Surely it wasn’t possible for one to be even now at large in Moonbase Alpha?
A thing to ponder, to add to the rest, a mountain of worry and doubt which, for the moment, he could do nothing about. Koenig sighed and looked at the ceiling, the bottle hanging from its support, the container of red, red blood that was being fed into his veins.
Tests had shown him to be anemic, the loss of red corpuscles accounting for his lassitude and irritation, or so Helena had explained. But how had he contracted the condition? How?

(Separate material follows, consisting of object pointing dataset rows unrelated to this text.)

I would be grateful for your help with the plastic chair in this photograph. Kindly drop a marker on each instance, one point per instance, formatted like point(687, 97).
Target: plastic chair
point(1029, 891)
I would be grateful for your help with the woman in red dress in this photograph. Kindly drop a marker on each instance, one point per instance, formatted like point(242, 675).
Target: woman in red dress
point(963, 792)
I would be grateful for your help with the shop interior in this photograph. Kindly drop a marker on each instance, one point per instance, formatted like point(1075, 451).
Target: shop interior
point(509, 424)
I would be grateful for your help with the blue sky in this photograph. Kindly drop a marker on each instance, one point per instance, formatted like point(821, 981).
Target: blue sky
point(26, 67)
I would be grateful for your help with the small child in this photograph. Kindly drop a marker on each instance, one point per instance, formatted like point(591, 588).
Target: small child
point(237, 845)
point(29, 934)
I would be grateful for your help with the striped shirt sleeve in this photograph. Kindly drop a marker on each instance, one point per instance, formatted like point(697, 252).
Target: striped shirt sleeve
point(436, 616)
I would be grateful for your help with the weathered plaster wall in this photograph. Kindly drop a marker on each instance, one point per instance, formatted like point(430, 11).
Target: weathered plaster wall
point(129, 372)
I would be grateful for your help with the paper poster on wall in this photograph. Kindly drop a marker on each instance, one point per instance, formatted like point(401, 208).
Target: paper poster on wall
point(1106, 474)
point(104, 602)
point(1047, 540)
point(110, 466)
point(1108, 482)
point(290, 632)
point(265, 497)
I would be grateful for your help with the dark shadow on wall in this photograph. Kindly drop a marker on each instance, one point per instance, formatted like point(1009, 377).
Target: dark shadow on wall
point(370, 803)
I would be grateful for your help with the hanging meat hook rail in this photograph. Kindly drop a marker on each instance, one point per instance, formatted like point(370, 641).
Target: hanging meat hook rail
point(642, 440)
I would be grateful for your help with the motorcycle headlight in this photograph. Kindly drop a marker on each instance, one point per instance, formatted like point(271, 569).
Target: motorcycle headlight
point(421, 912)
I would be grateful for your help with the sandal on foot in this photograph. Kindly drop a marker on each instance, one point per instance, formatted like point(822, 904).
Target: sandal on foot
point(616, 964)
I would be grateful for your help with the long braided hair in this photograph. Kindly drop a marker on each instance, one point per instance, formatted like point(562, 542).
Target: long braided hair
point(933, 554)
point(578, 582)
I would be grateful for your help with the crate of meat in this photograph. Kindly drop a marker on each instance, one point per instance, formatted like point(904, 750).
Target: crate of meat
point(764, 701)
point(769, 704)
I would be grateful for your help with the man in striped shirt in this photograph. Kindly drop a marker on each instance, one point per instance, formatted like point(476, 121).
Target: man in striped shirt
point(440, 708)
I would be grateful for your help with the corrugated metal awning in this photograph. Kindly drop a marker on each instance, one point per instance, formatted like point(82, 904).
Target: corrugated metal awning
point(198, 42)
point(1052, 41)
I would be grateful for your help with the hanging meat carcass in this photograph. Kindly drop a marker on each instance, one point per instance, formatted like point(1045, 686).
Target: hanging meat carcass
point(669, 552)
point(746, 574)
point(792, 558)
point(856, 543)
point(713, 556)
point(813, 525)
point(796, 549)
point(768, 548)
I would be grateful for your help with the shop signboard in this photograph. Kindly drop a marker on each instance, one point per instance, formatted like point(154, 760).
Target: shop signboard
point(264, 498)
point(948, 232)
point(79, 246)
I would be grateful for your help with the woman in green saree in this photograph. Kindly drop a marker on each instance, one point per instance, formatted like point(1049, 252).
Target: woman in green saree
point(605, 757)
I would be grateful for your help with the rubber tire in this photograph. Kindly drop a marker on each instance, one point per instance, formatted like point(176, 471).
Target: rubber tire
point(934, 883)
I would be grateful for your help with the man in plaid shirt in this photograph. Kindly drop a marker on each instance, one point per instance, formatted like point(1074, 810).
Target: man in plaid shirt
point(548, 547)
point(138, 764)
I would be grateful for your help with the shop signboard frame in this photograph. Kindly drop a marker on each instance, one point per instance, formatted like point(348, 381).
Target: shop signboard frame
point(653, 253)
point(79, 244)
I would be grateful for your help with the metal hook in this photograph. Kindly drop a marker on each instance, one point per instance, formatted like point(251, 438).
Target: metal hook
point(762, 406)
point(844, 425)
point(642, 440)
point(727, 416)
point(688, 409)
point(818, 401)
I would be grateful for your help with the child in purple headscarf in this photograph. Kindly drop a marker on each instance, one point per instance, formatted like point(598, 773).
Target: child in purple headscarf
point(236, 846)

From where he sat at the side of the bed, Bergman said, ‘Helena is conducting a check on all personnel to determine how many are affected. As yet all those showing signs of anemia are men.’
‘Which means?’
‘Perhaps nothing, but it is a fact and must be accepted as such. Men only—oddly enough Nancy Coleman hinted at potential trouble. She also suggested that at least half of us here in Alpha would know how to handle it.’
‘The women?’ Koenig straggled to sit upright, feeling a momentary nausea, a jerk at the connection to his arm. Redness showed beneath the tape holding the hollow needle in place. Stripping it free, he removed the needle and folded his arm, holding his clenched hand hard against his shouder. ‘What nonsense is this, Victor?’
‘Nonsense?’
‘Yes. Enalus had nothing to do with this. She couldn’t!’
Bergman said dryly, ‘Did I say she had, John? But now that you mention it, there is an interesting correlation between her and those affected. Every man showing signs of anemia has been close to her in some way. Edward Markham was her security escort and so was George Tomlinson. Those men who fought—two engineers and a hydroponics man—had spent time with her. And there are others. Everyone, John—every male who has been close to her shows some signs of a diminished red blood count.’